Après la démission de Richard Nixon, en août 1974, on vit des responsables soviétiques demander à des journalistes et à des diplomates américains résidant à Moscou à quel moment le sénateur Henry Jackson allait s'emparer de la Maison Blanche. Pour les soviétiques, le scandale du Watergate n'était qu'un complot monté de toute pièce par la «presse capitaliste», avec pour seul but l'arrêt de la politique d'apaisement de Nixon. Henry Jackson, démocrate connu pour son anticommunisme, s'était toujours opposé à la détente; il était donc tout naturel de penser qu'il profiterait de ce « coup d'Etat médiatique » pour prendre le pouvoir. Quoi de plus logique?
C'est là une anecdote amusante, qui en dit long sur les grandes puissances et leur propension à penser que la politique interne des autres pays est grandement influencée par leurs propres intérêts. C'est aussi une mise en garde pour tous ceux qui surestiment l'impact qu'a pu avoir le récent discours d'Obama au Caire (tout comme la visite du vice-président Joe Biden à Beyrouth, le mois dernier) sur les élections du 7 juin au Liban, ou sur celles de ce week-end en Iran.

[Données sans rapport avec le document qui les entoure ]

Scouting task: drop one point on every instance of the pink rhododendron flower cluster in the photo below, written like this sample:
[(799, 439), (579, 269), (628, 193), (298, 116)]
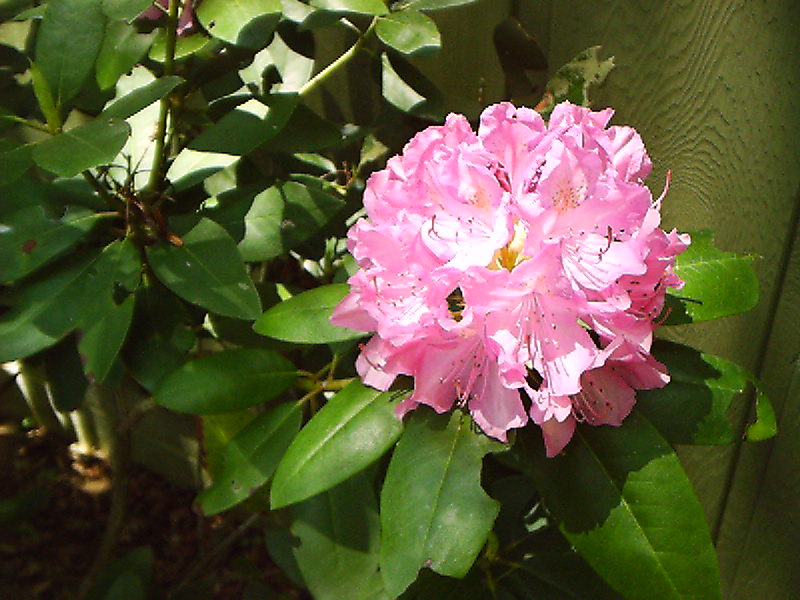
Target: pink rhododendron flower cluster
[(518, 272)]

Le Hezbollah n'est pas parvenu à obtenir la majorité des sièges au Parlement libanais, et le gouvernement soutenu par les Etats-Unis a donc triomphé... mais la victoire n'est pas forcément due au soutien américain.
Comme l'a dit Deborah Amos (de la radio NPR) dans l'un de ses reportages, ces élections ont prouvé qu'au Liban, la politique se joue certes au niveau local (comme le veut le cliché), mais aussi que des critères religieux entrent souvent en ligne de compte. Le Hezbollah a conservé tous ses sièges; s'il a perdu, c'est parce que son allié de coalition, le Général Marcel Aoun, n'a attiré qu'une petite partie de l'électorat chrétien, qu'il était pourtant censé séduire. La coalition sortante, dite «du 14 mars», menée par Saad Hariri, a gagné un nombre suffisant de sièges pour être majoritaire, mais pas assez pour former un gouvernement ; il sera sans doute ainsi dans l'obligation de céder quelques portefeuilles au Hezbollah.
Certes, les militants du Hezbollah auraient eu bien plus de pouvoir (et la Syrie, qui soutient le parti, bien plus d'influence) si l'élection leur avait été favorable. Pour autant, rien n'indique qu'ils sortiront affaiblis de cet échec...
Quant à l'influence de Washington sur le résultat des élections, rien n'est certain. Lors de sa visite d'un jour au Liban, le vice-président Biden a déclaré que l'aide apportée par les Etats-Unis dépendrait de la composition du nouveau gouvernement libanais ; au Caire, le président Obama a fait tout son possible pour séduire les musulmans modérés. Mais il est impossible de mesurer l'influence éventuelle de ces déclarations sur telle ou telle partie de l'électorat. En tout cas, aucun parti ni candidat n'y a fait référence dans sa campagne.
L'élection présidentielle du 12 juin en Iran n'est pas vraiment du même ordre. Mir Hossein Moussavi, le principal candidat réformiste, raille souvent - entre autres choses - la politique étrangère provocatrice du président Ahmadinejad. Si Moussavi adopte cette posture pro-occidentale, c'est évidemment parce qu'il estime qu'elle lui apportera plus de voix qu'elle ne lui en fera perdre. On est donc en droit de penser que cette stratégie politique reflète une évolution de l'opinion du pays. Et si, aux yeux d'une large partie des Iraniens (et, qui sait, aux yeux des mollahs eux-mêmes...), l'Amérique a perdu un peu de son aura maléfique, c'est peut-être parce que Barack Hussein Obama est président des Etats-Unis...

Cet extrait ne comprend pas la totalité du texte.